When I was younger I became acquainted with a verse from the beautiful poem by Dorothea Mackellar ‘My Country’.

‘I love a sunburnt country, A land of sweeping plains, Of ragged mountain ranges, Of droughts and flooding rains. I love her far horizons, I love her jewel-sea, Her beauty and her terror – The wide brown land for me!’

As I sit at the airport about to travel off to another part of my country, I can’t help but reflect on this verse, and how much it resonates with me in the wake of the disastrous bushfires that have ravaged a large part of Australia.

Maybe it’s the ferocity of the thunderstorms that closed airports over the past couple of days and have delayed my flight today. Maybe it’s the fact that while one half of our country burned, the top end was experiencing deluges as a result of tropical cyclones.

I came home this January for a holiday. I’ve lived overseas now for almost two years, and will always call Australia home. But flying into Sydney in early January I had tears in my eyes because this wasn’t my home. At least not the one I remembered.

Each morning I was watching the rolling news coverage of the bushfires, and crying.

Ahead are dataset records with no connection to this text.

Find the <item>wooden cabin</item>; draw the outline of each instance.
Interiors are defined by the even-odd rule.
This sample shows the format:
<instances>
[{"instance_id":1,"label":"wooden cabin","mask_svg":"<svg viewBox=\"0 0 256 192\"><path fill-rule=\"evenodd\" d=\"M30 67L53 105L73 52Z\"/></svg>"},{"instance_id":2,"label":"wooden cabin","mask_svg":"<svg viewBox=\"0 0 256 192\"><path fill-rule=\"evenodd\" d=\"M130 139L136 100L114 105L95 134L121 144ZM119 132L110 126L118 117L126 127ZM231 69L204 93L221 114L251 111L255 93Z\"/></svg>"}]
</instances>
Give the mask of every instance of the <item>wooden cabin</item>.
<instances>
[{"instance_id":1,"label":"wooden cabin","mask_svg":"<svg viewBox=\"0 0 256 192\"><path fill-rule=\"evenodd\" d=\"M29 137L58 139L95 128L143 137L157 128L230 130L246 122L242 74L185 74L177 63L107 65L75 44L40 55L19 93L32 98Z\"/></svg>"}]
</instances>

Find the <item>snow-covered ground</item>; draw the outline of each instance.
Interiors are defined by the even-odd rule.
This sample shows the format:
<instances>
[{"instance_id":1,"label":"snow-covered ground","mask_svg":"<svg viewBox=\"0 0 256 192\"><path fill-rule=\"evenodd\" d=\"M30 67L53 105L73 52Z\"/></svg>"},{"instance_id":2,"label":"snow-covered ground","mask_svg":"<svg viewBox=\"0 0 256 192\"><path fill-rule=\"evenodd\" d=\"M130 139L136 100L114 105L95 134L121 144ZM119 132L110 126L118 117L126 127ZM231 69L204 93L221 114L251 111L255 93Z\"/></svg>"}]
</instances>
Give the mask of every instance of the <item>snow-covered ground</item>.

I returned for a holiday in a place that was familiar to me amongst all the unfamiliarity of the places I’ve travelled to for work over the years. Australia was unrecognisable. A thick greyish-ochre coloured smoke filled the sky, and the beautiful harbour that you look for out the window of the plane as you fly in was nowhere to be seen.

The Australian lifestyle is one that is envied all around the world.

Growing up in the small capital of Australia as a young girl, playing outdoors was the norm. I was born in Canberra, a planned city, with its suburbs scattered around national parks, small mountains and bush.

I’d make houses from fallen eucalyptus tree branches and get bitten by giant bull ants who were just trying to exist where my cousins and I made our little house. My mum and I would go for hikes up Mount Ainslie, or Mount Majura. We’d go cool off during the summer in the Cotter River on our way home from the beautiful national park filled with native flora and fauna.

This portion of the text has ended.